Nunca debemos vivir agobiados por las vicisitudes de la vida, hemos de vivir con esperanza y serenidad, sabiendo que nuestro padre Dios no abandona a nadie. Recuerdo una madre que quedó viuda con cuatro niños pequeños, tuvo que luchar mucho en la vida, muchos sufrimientos, quebrantos y desvelos para llevar adelante su familia, pero al fin sus esfuerzos se vieron recompensados. El Señor no desampara a nadie. Con sencillos ejemplos y comparaciones, tomados de la vida cotidiana, inculca que debemos abandonarnos en las manos de Dios.

Contemplad los lirios del campo como crecen. Fijaos en las aves del cielo que no siembran, ni siegan, ni almacenan en graneros, y vuestro Padre Celestial las alimenta. ¡ Cuanto más a vosotros, hombres de poca fe!.¿ Quiere decir Jesús que debemos esperar que todo caiga del cielo? .No. Quiere decir que debemos trabajar y esforzarnos como si todo dependiera exclusivamente de nosotros; pero con aquella confianza, con aquella seguridad del que sabe que todo se nos concede providencialmente. Todo es para el bien de los que aman a Dios y en Él confían.

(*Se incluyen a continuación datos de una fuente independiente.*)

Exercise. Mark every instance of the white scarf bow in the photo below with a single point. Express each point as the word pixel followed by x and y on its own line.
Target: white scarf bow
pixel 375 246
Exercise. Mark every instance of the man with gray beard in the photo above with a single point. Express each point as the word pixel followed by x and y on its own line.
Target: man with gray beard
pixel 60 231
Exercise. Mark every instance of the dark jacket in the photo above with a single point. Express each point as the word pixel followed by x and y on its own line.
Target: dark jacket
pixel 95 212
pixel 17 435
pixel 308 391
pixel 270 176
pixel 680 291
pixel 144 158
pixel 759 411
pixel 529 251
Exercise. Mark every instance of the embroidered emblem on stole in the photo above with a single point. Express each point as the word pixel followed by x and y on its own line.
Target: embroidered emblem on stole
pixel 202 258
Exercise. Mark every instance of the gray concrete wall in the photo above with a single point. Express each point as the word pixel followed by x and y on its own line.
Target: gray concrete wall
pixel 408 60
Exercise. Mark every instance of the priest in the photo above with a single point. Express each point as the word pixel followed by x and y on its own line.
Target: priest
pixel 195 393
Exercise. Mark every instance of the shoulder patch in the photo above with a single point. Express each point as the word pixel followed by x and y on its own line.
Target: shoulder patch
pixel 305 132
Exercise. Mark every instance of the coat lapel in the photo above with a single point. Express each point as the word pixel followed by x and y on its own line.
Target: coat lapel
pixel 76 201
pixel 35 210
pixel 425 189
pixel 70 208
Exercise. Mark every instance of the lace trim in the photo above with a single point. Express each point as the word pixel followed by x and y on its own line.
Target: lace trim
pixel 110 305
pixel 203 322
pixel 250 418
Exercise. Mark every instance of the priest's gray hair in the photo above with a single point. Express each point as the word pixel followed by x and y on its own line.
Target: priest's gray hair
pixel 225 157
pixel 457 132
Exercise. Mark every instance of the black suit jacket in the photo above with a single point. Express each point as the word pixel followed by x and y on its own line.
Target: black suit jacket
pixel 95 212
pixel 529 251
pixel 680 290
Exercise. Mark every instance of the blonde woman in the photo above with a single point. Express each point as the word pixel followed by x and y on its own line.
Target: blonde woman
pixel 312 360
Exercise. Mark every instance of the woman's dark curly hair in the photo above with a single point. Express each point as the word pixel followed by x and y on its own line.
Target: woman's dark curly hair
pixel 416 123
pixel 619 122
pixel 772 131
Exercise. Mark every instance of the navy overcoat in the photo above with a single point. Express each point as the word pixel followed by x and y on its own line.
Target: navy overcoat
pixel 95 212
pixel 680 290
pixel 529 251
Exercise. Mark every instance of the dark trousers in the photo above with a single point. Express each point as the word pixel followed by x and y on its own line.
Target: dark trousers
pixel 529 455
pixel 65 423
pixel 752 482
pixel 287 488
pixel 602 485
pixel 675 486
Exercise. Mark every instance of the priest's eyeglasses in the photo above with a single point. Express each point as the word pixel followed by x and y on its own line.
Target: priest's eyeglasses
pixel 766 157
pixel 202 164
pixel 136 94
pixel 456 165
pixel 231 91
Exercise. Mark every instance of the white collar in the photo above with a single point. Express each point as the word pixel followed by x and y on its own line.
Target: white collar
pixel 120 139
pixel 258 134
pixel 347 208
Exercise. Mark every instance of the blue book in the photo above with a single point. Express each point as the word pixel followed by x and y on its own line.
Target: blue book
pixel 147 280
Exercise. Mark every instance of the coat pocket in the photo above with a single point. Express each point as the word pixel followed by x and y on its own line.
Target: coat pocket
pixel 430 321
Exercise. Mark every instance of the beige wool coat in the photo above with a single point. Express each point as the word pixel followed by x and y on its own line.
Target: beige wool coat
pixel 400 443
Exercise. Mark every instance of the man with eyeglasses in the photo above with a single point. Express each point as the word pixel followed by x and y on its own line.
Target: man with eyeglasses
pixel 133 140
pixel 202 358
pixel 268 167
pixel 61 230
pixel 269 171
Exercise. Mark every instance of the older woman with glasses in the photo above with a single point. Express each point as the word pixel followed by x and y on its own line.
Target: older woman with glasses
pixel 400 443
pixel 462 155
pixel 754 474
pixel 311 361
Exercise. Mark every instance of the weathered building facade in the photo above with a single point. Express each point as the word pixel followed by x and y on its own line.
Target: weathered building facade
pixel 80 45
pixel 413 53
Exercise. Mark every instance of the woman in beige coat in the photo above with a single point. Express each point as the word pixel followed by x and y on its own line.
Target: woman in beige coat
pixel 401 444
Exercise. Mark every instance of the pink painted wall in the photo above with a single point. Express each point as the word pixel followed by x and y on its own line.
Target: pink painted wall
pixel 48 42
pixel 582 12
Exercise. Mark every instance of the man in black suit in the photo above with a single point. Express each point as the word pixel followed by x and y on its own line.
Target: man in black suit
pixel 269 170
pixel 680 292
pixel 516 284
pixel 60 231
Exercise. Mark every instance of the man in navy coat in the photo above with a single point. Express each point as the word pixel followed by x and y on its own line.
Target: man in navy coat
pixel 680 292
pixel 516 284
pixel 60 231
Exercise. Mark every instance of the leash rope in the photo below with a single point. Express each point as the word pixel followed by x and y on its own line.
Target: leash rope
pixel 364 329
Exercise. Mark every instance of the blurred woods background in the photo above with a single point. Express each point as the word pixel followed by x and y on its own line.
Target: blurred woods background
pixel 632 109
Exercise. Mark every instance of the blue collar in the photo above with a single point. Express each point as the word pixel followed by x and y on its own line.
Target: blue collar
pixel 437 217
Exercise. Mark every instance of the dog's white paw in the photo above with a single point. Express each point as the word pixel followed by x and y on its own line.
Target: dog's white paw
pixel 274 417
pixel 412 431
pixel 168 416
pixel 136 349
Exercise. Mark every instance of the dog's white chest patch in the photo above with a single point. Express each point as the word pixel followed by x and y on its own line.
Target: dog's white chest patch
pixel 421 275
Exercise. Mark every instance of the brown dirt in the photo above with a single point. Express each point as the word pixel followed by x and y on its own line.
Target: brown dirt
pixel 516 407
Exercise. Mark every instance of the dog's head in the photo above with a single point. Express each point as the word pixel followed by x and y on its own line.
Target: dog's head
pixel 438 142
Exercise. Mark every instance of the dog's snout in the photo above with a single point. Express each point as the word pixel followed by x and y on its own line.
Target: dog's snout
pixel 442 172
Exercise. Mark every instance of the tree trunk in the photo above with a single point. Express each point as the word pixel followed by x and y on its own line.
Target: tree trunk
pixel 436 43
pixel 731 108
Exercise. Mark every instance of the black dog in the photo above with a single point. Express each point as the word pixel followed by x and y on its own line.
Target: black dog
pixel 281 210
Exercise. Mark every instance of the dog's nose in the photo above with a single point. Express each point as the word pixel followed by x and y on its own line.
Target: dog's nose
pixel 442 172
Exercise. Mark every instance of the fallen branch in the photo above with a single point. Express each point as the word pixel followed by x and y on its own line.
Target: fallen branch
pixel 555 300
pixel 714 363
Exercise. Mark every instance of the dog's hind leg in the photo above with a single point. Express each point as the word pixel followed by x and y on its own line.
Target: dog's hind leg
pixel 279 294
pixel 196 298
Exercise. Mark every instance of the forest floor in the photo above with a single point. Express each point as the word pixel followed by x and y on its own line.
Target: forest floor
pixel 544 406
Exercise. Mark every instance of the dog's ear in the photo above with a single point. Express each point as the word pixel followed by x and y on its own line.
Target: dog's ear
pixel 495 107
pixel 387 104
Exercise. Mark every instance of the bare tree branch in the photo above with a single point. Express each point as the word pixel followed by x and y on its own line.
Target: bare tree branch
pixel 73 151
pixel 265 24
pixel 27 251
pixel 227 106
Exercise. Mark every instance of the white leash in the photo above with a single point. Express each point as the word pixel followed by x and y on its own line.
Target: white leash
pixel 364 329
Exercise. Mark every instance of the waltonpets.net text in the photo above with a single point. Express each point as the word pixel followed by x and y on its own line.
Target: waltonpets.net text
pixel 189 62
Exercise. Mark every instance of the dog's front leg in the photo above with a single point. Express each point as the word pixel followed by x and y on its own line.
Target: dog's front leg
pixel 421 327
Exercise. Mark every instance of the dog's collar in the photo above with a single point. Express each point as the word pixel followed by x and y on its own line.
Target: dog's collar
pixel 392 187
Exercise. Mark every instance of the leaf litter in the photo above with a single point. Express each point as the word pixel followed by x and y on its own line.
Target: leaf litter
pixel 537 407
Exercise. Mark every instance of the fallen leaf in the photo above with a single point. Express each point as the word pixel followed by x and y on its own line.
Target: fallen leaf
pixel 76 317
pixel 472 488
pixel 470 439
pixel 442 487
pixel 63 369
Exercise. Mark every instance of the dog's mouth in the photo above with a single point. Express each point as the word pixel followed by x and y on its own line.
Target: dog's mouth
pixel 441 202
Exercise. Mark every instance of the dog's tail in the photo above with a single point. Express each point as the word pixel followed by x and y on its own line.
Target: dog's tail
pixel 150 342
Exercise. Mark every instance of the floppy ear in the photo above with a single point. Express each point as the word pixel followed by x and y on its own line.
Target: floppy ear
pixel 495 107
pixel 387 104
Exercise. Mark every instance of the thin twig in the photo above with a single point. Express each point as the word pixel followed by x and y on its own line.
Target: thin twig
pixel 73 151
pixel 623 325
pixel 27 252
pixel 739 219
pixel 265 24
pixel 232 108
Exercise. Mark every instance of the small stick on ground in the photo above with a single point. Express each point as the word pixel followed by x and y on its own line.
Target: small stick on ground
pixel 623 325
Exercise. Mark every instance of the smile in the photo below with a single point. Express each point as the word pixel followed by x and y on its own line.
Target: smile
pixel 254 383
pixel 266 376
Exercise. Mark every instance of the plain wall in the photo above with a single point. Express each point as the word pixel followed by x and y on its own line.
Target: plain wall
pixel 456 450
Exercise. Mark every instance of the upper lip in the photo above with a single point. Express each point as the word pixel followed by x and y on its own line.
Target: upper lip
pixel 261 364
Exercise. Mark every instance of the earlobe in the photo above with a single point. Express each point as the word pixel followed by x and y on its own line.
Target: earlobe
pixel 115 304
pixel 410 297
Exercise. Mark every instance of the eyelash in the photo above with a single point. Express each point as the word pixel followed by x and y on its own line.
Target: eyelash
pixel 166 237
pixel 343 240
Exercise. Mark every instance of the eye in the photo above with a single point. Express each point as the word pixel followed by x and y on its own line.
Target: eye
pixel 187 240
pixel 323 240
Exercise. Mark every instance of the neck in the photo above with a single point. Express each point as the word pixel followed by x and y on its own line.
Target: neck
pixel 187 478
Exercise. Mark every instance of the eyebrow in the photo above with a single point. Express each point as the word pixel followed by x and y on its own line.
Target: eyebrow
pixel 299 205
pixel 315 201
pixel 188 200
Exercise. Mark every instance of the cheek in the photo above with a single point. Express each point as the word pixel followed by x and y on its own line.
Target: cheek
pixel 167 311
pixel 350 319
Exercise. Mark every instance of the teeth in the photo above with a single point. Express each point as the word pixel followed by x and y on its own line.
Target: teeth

Buscad primero el Reino de Dios y su justicia, y todo lo demás se os dará por añadidura. La justicia del Reino de Dios aparece como la vida de la gracia en el hombre. La búsqueda de la santidad es lo primero que se debe intentar en esta vida: Venimos de Dios, y a Dios volvemos. Pero de hecho hay muchos que no ponen a Dios como su fin último, sino a las riquezas,el dinero, el poder. Todo ello se convierte en su dios. El hombre no puede dividirse entre dos fines absolutos y contrarios. En la escala de valores no puede existir una dicotomía. La única verdad absoluta es Dios.